ScienceDaily (Apr. 5, 2010) — Van Andel Research Institute (VARI) scientists have determined how two proteins required for the initiation and development of prostate cancer interact at the molecular level, which could lead to improved treatments for the disease.
One of the proteins, androgen receptor, is already an important drug target for prostate cancer. The other, steroid receptor coactivator-3 (SRC3), was originally identified for its role in the development of breast cancer. SCR3 has also been characterized as a key factor in the development of prostate cancer, but, until now, the exact relationship between androgen receptor and SCR3 has been unclear.
Understanding the relationship between these two proteins, and targeting this interaction, could lead to new, more effective treatments for prostate cancer, the most common form of cancer in men, with more than 192,000 new cases and more than 27,000 deaths reported in the United States in 2009, according to the National Cancer Institute.
"Anti-androgen therapies become less effective over time," said VARI Distinguished Scientific Investigator H. Eric Xu, Ph.D., whose laboratory published the findings recently in the Journal of Biological Chemistry. "To develop the next generation of prostate cancer treatments, we need to find ways to disrupt the interaction between androgen receptor and the molecules it depends on to work, such as SRC3."
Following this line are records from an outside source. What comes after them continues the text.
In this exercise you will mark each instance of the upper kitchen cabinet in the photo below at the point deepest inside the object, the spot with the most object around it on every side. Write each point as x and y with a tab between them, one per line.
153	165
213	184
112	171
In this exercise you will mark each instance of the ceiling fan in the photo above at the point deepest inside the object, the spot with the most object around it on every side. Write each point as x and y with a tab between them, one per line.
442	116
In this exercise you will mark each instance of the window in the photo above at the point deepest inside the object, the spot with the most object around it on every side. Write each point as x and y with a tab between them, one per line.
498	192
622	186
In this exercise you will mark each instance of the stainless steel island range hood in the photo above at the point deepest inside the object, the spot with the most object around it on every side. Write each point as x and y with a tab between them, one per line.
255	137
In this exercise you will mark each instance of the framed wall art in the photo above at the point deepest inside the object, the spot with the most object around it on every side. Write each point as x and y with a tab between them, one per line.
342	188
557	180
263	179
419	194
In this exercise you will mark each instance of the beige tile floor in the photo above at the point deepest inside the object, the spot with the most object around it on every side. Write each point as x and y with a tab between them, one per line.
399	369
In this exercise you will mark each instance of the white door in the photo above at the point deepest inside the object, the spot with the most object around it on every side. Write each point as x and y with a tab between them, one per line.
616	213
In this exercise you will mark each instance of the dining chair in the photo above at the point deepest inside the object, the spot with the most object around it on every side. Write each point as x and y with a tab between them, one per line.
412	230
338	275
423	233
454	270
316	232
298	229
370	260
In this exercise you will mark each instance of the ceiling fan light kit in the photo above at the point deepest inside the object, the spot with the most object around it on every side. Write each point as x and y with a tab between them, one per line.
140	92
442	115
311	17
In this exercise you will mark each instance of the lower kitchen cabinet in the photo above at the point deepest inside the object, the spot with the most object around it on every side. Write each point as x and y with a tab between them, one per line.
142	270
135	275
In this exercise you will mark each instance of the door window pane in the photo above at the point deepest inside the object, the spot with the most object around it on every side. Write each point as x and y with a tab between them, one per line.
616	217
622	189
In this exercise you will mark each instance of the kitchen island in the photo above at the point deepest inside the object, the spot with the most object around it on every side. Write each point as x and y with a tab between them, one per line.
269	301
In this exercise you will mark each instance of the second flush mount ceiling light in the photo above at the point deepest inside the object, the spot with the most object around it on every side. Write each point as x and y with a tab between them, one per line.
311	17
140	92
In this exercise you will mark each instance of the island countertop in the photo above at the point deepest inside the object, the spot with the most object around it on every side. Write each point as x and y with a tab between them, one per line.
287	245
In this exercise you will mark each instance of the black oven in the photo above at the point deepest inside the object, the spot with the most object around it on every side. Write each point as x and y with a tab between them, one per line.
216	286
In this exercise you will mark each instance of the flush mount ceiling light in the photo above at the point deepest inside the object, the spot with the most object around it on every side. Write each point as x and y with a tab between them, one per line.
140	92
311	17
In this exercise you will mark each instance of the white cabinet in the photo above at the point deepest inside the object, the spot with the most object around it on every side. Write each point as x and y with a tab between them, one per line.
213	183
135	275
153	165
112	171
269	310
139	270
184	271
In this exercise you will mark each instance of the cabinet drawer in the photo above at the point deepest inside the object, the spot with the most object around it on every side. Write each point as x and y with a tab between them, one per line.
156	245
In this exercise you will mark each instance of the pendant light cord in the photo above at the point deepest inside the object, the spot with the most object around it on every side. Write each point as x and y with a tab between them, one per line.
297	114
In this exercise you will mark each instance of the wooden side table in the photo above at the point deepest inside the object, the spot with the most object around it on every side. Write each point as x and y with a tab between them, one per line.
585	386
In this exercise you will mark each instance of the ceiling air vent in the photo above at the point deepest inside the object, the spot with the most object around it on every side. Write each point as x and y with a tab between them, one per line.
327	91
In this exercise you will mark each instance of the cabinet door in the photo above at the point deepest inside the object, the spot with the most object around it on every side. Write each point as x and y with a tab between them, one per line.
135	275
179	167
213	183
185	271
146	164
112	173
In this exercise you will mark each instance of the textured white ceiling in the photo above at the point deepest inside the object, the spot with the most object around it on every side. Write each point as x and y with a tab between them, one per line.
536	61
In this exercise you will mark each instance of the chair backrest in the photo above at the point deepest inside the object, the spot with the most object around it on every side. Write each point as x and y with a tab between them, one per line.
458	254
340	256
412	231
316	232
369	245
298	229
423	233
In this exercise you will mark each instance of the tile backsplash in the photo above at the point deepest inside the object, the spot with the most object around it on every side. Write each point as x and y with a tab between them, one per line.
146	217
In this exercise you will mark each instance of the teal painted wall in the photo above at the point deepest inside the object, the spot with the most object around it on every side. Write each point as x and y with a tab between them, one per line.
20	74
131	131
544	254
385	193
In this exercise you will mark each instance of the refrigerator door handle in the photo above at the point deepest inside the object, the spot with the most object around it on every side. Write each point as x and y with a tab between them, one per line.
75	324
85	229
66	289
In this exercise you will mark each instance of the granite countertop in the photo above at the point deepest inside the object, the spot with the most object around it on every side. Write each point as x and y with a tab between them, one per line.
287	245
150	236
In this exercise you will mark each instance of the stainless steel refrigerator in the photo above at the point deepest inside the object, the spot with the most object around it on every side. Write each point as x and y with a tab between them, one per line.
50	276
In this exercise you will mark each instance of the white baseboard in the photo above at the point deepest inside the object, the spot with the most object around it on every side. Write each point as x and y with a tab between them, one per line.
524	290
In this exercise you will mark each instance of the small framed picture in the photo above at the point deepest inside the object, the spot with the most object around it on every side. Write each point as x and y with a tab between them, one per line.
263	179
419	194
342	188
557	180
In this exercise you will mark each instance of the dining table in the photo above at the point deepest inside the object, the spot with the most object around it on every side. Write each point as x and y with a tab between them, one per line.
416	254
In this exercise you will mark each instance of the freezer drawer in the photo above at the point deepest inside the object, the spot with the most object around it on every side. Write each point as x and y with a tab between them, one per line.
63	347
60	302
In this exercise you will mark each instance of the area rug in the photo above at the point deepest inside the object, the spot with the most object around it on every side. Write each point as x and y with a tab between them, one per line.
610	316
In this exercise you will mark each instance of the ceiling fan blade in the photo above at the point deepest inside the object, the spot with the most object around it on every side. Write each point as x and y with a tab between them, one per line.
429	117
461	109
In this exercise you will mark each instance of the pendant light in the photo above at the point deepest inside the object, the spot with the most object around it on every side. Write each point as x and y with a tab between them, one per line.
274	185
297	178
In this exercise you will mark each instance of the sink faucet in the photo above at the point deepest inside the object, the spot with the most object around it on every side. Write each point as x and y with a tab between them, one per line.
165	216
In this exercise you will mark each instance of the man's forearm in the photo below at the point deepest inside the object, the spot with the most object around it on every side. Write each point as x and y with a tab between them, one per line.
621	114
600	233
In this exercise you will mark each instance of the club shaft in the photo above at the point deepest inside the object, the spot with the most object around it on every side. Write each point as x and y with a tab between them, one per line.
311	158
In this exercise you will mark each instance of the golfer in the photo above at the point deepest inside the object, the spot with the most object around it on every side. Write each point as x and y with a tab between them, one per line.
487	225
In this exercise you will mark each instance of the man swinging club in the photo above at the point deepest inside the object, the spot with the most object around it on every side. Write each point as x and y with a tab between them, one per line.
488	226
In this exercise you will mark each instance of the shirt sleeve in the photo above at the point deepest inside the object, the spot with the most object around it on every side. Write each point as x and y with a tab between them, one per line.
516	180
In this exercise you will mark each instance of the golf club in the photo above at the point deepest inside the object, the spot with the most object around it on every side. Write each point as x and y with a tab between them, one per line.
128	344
Androgen receptor activity is required for the initiation and development of prostate cancer. When activated by hormones, androgen receptor binds to DNA in the cell nucleus and regulates gene expression with the help of molecules called coactivators, including SRC3. As a result, genes create more or less of specific proteins in the cell, which can affect cell behavior. Although androgen receptor needs coactivators such as SRC3 to have an effect, little has been known about precisely how androgen receptor interacts with its coactivators.
VARI researchers used peptide profiling and other techniques of molecular biology to discover that SRC3 is a preferred coactivator for androgen receptor. They went on to determine the crystal structures that reveal how androgen receptor and SRC3 interact at the molecular level. This detailed information could be used to develop new, more effective treatments that disrupt interaction between the two proteins.
This publication was made possible in part by Grant Numbers DK071662, DK066202, and HL089301 from the National Institute of Diabetes and Digestive and Kidney Diseases and the National Heart, Lung and Blood Institute, respectively. Its contents are solely the responsibility of the authors and do not necessarily represent the official views of the National Institute of Diabetes and Digestive and Kidney Diseases or the National Heart Lung and Blood Institute.
This work was supported by a Prostate Cancer Research Program Idea Development Award from the Department of Defense Congressionally Directed Medical Research Programs (CDMRP) of the U.S. Army Medical Research and Materiel Command.